House Approves Permanent Ban on Internet Use Tax. In a victory for e-commerce, the House of Representatives voted to make permanent the 1998 ban on Internet use taxes imposed by states. The House also voted to require the nine states that impose such taxes (under a grandfather provision) to repeal such legislation. Although this vote does not affect sales tax on the Internet (which is prohibited unless the retailer has a substantial presence in the taxing state), it may prevent (if approved by the Senate) what some had feared to be an unworkable Internet tax scheme that could grind e-commerce to a halt.
China Likely to Allow Franchising in 2004. The Taipei Times ran an article yesterday about McDonald's plans to develop franchises in China once the Chinese government lifts restrictions on franchised operations. Currently, companies like Yum!, McDonald's and Starbucks own or co-own through a joint venture all of their branded restaurants in China. The relaxing of the Chinese franchise restrictions will likely provide tremendous opportunities for franchisors looking to expand abroad. For an interesting article by Fraser Mendel outlining issues in franchising in China, click here.

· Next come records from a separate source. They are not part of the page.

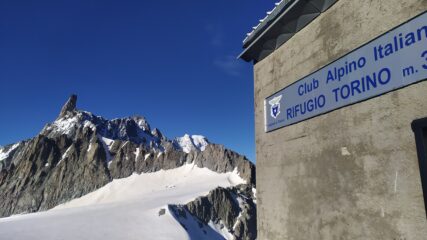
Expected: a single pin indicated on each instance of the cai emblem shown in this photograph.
(275, 106)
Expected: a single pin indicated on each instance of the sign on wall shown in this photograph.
(394, 60)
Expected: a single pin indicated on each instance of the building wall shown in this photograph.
(352, 173)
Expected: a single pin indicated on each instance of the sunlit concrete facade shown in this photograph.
(352, 173)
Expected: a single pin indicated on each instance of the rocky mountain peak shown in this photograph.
(69, 106)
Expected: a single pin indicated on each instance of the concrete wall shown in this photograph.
(308, 186)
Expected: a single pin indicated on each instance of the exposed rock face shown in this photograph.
(80, 152)
(69, 106)
(231, 210)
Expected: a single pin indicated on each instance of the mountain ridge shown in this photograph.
(80, 152)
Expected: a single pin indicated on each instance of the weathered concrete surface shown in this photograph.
(308, 186)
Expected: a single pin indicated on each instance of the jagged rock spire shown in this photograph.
(69, 106)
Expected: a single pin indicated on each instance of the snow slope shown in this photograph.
(125, 209)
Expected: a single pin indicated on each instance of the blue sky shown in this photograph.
(173, 62)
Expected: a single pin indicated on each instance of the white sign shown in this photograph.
(394, 60)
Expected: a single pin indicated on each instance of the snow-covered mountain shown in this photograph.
(92, 178)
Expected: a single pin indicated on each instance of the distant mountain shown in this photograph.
(80, 154)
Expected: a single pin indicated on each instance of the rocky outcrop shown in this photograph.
(81, 152)
(69, 106)
(229, 210)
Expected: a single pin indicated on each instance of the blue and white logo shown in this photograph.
(275, 106)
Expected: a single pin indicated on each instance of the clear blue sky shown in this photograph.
(173, 62)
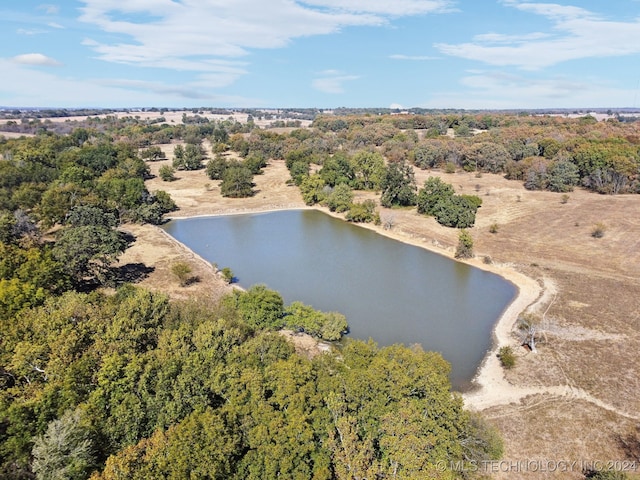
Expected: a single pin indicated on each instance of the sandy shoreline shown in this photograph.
(489, 384)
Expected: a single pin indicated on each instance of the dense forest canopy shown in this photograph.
(125, 383)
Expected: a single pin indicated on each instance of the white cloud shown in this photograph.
(385, 7)
(499, 90)
(577, 34)
(30, 31)
(49, 9)
(36, 59)
(332, 81)
(22, 86)
(398, 56)
(163, 33)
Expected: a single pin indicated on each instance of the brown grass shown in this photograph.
(592, 321)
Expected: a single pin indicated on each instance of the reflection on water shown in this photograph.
(389, 291)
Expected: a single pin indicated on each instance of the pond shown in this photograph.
(389, 291)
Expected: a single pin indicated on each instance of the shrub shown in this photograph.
(227, 274)
(598, 230)
(465, 245)
(182, 271)
(364, 212)
(507, 358)
(166, 173)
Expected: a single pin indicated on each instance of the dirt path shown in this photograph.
(581, 390)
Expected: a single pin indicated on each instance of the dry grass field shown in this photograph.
(578, 398)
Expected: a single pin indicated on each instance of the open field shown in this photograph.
(578, 398)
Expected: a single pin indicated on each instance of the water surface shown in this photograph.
(389, 291)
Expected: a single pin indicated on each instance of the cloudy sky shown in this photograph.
(320, 53)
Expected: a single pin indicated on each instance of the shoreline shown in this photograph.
(488, 386)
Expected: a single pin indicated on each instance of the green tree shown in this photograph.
(563, 176)
(465, 245)
(182, 271)
(178, 157)
(312, 189)
(398, 186)
(368, 168)
(255, 162)
(340, 198)
(64, 450)
(328, 326)
(237, 182)
(363, 212)
(259, 307)
(88, 251)
(216, 167)
(337, 169)
(167, 173)
(433, 192)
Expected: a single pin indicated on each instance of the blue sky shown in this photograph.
(472, 54)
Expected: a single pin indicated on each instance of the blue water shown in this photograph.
(389, 291)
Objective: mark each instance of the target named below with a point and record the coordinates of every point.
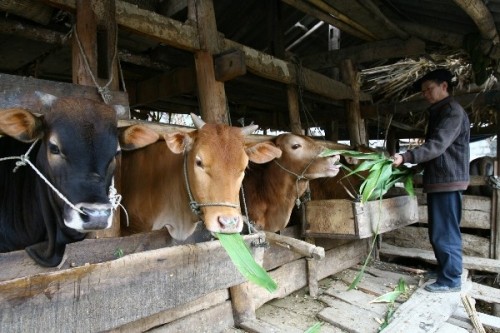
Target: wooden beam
(177, 82)
(481, 15)
(474, 263)
(211, 93)
(451, 39)
(356, 125)
(294, 109)
(385, 49)
(491, 97)
(229, 65)
(184, 36)
(116, 292)
(313, 11)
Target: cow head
(301, 156)
(76, 154)
(216, 158)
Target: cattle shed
(340, 71)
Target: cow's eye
(54, 149)
(198, 162)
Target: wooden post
(96, 31)
(355, 123)
(495, 219)
(294, 109)
(211, 93)
(312, 277)
(242, 299)
(95, 61)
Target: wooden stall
(175, 57)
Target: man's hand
(397, 160)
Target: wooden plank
(353, 297)
(418, 237)
(383, 49)
(293, 275)
(485, 293)
(487, 320)
(368, 284)
(342, 257)
(450, 328)
(260, 326)
(18, 264)
(229, 65)
(411, 316)
(478, 264)
(303, 313)
(347, 219)
(213, 319)
(303, 248)
(18, 91)
(116, 292)
(349, 317)
(189, 308)
(380, 216)
(184, 36)
(355, 124)
(176, 82)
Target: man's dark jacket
(445, 153)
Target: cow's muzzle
(93, 217)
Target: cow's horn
(247, 130)
(198, 122)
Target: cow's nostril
(89, 213)
(228, 221)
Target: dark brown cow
(214, 157)
(271, 190)
(74, 147)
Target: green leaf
(389, 297)
(242, 258)
(409, 185)
(366, 165)
(349, 153)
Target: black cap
(438, 75)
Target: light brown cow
(271, 190)
(210, 161)
(341, 186)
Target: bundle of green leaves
(242, 258)
(381, 174)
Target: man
(445, 158)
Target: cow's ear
(179, 142)
(136, 136)
(21, 124)
(262, 152)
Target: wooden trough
(347, 219)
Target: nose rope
(195, 206)
(114, 198)
(298, 178)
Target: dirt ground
(297, 311)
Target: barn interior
(337, 70)
(306, 45)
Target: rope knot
(21, 162)
(195, 208)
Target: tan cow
(271, 190)
(180, 178)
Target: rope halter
(193, 204)
(23, 160)
(298, 178)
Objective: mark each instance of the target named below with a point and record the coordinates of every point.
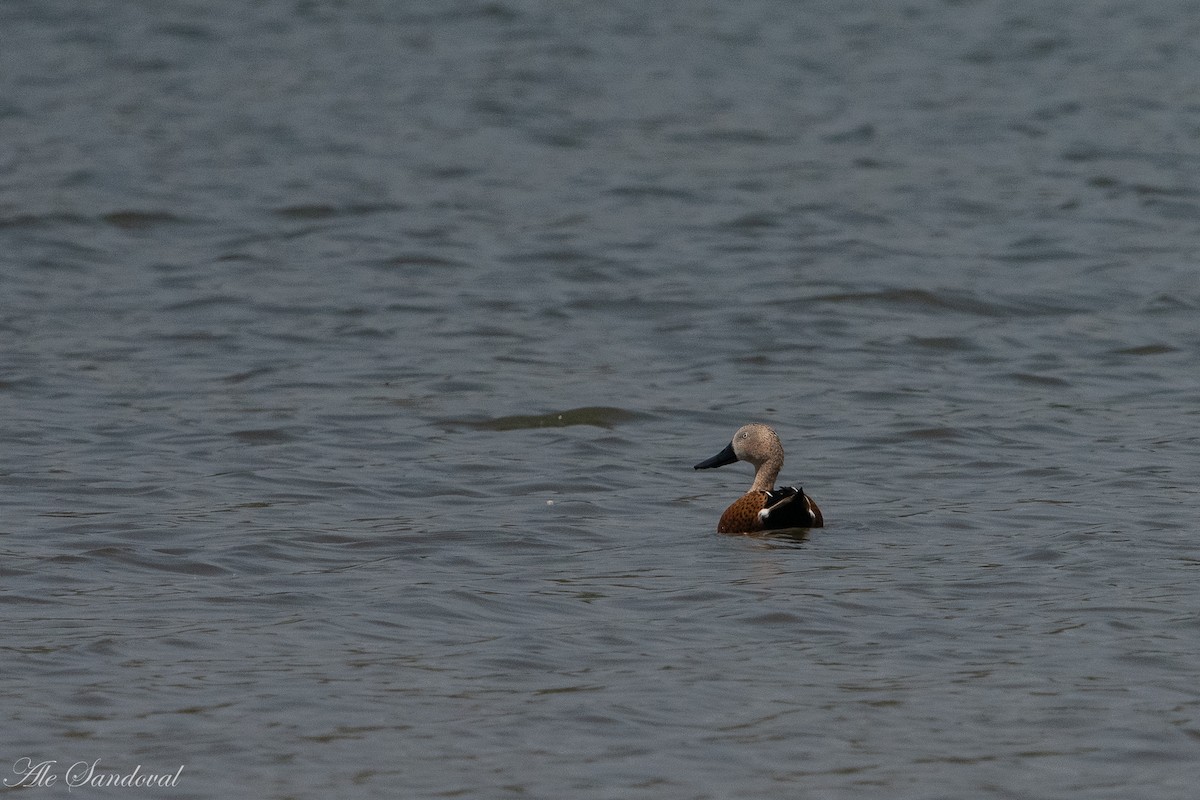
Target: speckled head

Banning obesity lawsuits: A Senate bill to be introduced today by Senator Mitch McConnell (R-KY) would protect defendants from obesity lawsuits. Fast food franchises and school districts have recently been targeted by legal action (see earlier W&D blog entry). McConnell explains, "This bill does not outlaw any of the traditional litigation nor does it immunize the food industry. But what it does do is nip in the bud this absurd new predatory practice" of class-action lawsuits against the food industry. Full article at the Washington Times. The text of a similar House bill (H.R. 339) proposed in June may be found here.

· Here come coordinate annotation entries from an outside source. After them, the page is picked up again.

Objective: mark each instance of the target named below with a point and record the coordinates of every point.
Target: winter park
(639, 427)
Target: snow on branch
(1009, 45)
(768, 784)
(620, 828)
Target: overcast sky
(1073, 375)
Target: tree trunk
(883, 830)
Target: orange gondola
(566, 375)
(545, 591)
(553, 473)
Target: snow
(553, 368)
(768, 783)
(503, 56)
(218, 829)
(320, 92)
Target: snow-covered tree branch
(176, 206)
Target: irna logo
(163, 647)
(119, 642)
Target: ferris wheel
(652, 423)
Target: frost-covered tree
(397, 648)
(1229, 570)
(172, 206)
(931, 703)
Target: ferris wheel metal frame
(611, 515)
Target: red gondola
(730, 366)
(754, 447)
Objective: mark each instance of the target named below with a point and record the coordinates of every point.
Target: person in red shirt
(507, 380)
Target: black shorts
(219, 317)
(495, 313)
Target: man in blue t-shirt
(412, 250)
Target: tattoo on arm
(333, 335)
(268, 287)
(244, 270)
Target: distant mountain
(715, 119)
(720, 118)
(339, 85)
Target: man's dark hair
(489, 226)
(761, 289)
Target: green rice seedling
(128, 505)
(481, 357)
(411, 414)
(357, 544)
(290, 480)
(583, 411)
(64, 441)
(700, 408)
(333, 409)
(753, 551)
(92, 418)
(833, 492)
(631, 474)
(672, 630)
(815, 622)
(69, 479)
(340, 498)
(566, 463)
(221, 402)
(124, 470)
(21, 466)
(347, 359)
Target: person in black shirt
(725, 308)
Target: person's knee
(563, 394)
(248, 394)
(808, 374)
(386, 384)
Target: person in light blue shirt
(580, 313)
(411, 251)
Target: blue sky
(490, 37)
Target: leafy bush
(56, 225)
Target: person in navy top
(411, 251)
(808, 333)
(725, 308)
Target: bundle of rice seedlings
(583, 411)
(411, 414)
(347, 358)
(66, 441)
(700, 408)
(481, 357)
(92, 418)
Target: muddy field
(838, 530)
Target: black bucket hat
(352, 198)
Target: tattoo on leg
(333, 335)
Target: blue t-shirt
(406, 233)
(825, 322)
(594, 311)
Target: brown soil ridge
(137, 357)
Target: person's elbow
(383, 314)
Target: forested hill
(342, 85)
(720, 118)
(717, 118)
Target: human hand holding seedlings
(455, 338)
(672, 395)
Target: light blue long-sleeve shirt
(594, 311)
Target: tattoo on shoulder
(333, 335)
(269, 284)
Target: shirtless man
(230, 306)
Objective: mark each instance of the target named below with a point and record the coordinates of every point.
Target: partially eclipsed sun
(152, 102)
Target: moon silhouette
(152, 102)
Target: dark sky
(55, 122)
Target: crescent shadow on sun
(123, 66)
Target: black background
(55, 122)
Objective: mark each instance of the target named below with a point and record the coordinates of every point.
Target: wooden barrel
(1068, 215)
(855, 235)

New labeling requirements address fat content in groceries: The Food and Drug Administration announced yesterday that effective Jan. 1, 2006, nutrition labels on groceries will be required to list the trans fat content, in addition to total fat and saturated fat content. Trans fat are unhealthy trans fatty acids, which are often found in snacks and fried foods and are associated with a higher risk of heart disease. The new labels must state how many grams of trans fat food products contain, but this Chicago Sun-Times article questions whether this information will be useful if consumers do not understand what levels of trans fat consumption are recommended. The FDA's act regulating trans fat content can be found on www.fda.gov.